Il 3 gennaio è morto un nemico, è nato un martire

(di Giuseppe De Giorgi)
03/01/20

Che il maggior generale Iraniano Qasem Soleimani, dal 1998 comandante della Quds Force responsabile delle operazioni clandestine all’estero di Teheran, specializzata in guerra asimmetrica fosse un pericolo per gli Stati Uniti non è in dubbio. Il punto è che il gen. Soleimani rappresentava una minaccia da almeno 15 anni. Quindi perché assassinarlo proprio adesso insieme con il suo comandante in seconda e quali finalità politiche e militari hanno determinato la decisione del presidente Trump?

Il segretario di Stato Pompeo ha detto oggi in un’intervista alla CNN, che la decisione è stata presa su segnalazione dell’intelligence americano per impedire un attacco imminente a obiettivi statunitensi in Medio Oriente e per proteggere vite americane. Le conseguenze di tale uccisione potrebbero tuttavia essere devastanti per gli interessi e la sicurezza degli americani in Golfo Persico e verosimilmente anche al di fuori.

Per inquadrare la portata dell’eliminazione di Soleimani rispetto all’uccisione di Osama bin Laden basta considerare che quest’ultimo non rivestiva una posizione ufficiale all’interno di una Nazione, ma era il capo in fuga da anni di un’organizzazione terroristica.

L’ultima volta che gli Stati Uniti hanno ucciso un capo militare è stata durante la seconda guerra mondiale, quando il presidente Roosevelt, informato dall’intelligence aveva disposto di uccidere l’ammiraglio giapponese Yamamoto abbattendo il suo aereo in un’imboscata. La differenza è che gli Stati Uniti e il Giappone erano in guerra. L’Iran e gli USA no, almeno non ancora.

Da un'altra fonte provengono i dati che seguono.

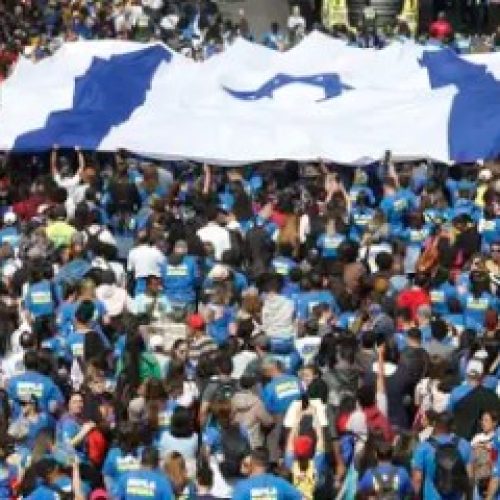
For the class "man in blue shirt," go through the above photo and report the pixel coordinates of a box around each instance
[261,357,301,415]
[117,446,174,500]
[162,239,199,309]
[232,448,302,500]
[412,412,472,500]
[7,350,64,416]
[358,441,412,498]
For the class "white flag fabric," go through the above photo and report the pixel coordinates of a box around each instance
[1,32,500,164]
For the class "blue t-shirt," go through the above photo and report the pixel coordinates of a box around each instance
[103,447,141,498]
[272,257,298,278]
[232,473,302,500]
[7,371,64,416]
[478,216,500,248]
[162,255,199,304]
[0,462,15,499]
[461,292,499,330]
[411,434,472,500]
[261,374,301,415]
[117,468,174,500]
[350,207,375,241]
[0,226,20,248]
[429,282,458,316]
[66,330,85,361]
[358,463,413,497]
[295,290,338,321]
[316,233,345,259]
[25,280,56,319]
[56,414,86,460]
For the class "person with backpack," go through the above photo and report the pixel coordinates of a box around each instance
[284,402,326,500]
[199,355,237,427]
[358,441,413,499]
[412,411,472,500]
[202,400,251,483]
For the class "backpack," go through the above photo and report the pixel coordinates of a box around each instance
[372,467,399,500]
[428,436,469,496]
[292,460,317,500]
[219,423,251,478]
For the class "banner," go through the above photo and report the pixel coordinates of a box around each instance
[0,32,499,164]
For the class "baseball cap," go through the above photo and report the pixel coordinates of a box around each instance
[466,359,483,378]
[3,211,16,225]
[293,435,314,459]
[186,313,205,330]
[148,334,164,351]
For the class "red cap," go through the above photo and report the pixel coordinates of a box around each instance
[293,435,314,459]
[187,313,205,330]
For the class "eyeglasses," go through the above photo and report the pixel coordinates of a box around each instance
[492,248,500,253]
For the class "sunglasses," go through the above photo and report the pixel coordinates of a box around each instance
[492,248,500,253]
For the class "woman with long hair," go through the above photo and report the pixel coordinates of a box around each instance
[102,422,142,498]
[164,451,196,499]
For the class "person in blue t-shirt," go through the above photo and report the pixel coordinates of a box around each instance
[261,358,301,415]
[412,412,472,500]
[162,240,199,308]
[460,272,499,331]
[380,177,411,232]
[295,274,338,323]
[350,192,375,242]
[316,217,346,260]
[116,446,174,500]
[232,448,302,500]
[478,198,500,251]
[103,422,142,498]
[0,211,20,249]
[56,391,94,462]
[358,441,412,498]
[272,243,298,279]
[349,169,375,207]
[24,266,56,320]
[429,268,458,316]
[7,350,64,416]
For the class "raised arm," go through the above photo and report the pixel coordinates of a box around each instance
[202,163,212,195]
[50,144,59,177]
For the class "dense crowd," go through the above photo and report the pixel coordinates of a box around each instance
[1,0,500,81]
[0,148,497,500]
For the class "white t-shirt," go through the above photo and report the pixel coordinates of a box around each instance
[127,244,166,279]
[197,223,231,261]
[231,350,258,379]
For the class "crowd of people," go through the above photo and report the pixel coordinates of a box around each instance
[1,0,500,81]
[0,147,497,500]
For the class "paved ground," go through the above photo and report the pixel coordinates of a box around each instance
[217,0,291,38]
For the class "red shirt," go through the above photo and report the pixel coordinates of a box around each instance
[397,287,431,321]
[429,19,453,40]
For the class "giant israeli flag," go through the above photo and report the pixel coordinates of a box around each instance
[1,32,500,164]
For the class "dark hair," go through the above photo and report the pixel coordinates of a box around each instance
[196,458,214,488]
[75,300,95,324]
[141,446,160,469]
[407,327,422,342]
[357,385,376,409]
[24,350,39,371]
[216,354,233,376]
[169,406,195,438]
[431,318,448,341]
[375,252,393,272]
[376,441,393,461]
[251,447,269,468]
[117,422,141,455]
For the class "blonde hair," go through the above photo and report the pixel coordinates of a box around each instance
[164,451,188,493]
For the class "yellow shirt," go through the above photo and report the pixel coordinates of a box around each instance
[46,221,76,248]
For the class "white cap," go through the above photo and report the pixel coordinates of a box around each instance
[149,334,164,351]
[478,168,492,181]
[3,211,16,225]
[466,359,483,378]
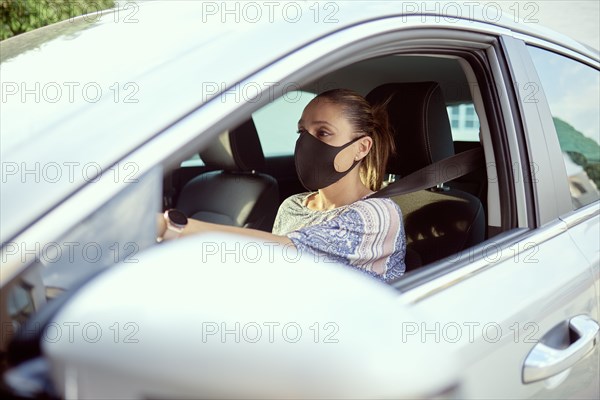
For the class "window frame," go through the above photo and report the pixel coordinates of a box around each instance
[165,28,525,294]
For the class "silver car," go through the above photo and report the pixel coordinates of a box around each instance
[1,1,598,398]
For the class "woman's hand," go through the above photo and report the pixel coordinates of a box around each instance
[156,212,293,246]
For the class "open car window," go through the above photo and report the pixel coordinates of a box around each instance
[252,90,316,157]
[170,51,500,275]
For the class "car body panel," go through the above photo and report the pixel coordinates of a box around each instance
[404,216,598,398]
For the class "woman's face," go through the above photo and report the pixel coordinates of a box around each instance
[298,99,371,173]
[298,99,355,146]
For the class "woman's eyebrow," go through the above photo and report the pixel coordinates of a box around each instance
[298,119,335,127]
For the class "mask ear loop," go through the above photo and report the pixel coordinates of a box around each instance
[337,134,368,173]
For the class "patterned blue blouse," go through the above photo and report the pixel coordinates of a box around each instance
[272,192,406,282]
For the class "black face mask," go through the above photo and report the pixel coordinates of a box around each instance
[294,131,366,191]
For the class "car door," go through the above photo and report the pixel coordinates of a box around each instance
[393,35,599,398]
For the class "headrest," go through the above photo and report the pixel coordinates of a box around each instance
[366,82,454,177]
[199,119,265,172]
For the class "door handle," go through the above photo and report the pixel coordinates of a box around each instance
[522,315,599,384]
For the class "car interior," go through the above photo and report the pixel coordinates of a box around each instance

La decisione di Trump avrà delle conseguenze certamente destabilizzanti di ampia portata non solo nei rapporti con Terhan ma anche con il governo Iracheno che vive con crescente difficoltà la presenza delle truppe USA sul suo territorio.

Le manifestazioni di piazza e gli attacchi all’ambasciata USA di Bagdad dimostrano come l’accettazione della presenza straniera sia sempre più precaria. L’azione americana condotta il 3 gennaio arriva dopo mesi di passività degli USA in Medio Oriente e in Mediterraneo. Basti pensare alla decisione di abbandonare la Siria al controllo di Turchia/Russia, i Curdi al loro destino, di non intervenire dopo lo spettacolare attacco di droni alla raffineria di Buqyaqin Arabia Saudita, all’abbattimento di Droni USA nello stretto di Hormuz, mantenendo un basso profilo in occasione delle ultime provocazioni di Kim Jon- un e l’assenza dalla scena libica.

Vista l’importanza del generale ucciso, le conseguenze potrebbero estendersi oltre il Golfo Persico, in Mediterraneo, in Siria e in Libia, ad esempio mettendo in ombra la crisi libica in attesa delle mosse Iraniane, lasciando di fatto maggiore libertà d’azione alla Turchia nell’inserire truppe regolari a sostegno di al-Sarraj e alla Russia di muoversi in modo più aggressivo.

La speranza è che la decisione di Trump faccia parte di una strategia complessiva di ampio respiro che abbia previsto come contenere le inevitabili ritorsioni Iraniane, la destabilizzazione ulteriore dell’Iraq, del Golfo Persico, dello Yemen etc. e che non sia invece una mossa finalizzata a ribaltare l’immagine di un presidente distratto o addirittura debole in politica estera all’avvicinarsi delle elezioni presidenziali. La storia è ricca di esempi di decisioni azzardate in politica estera per rafforzare il consenso del popolo tramite l’orgoglio nazionale e il mito della Patria in pericolo. Potrebbe funzionare. Ma a quale prezzo?

Intanto, da oggi la causa sciita ha un nuovo luminoso martire.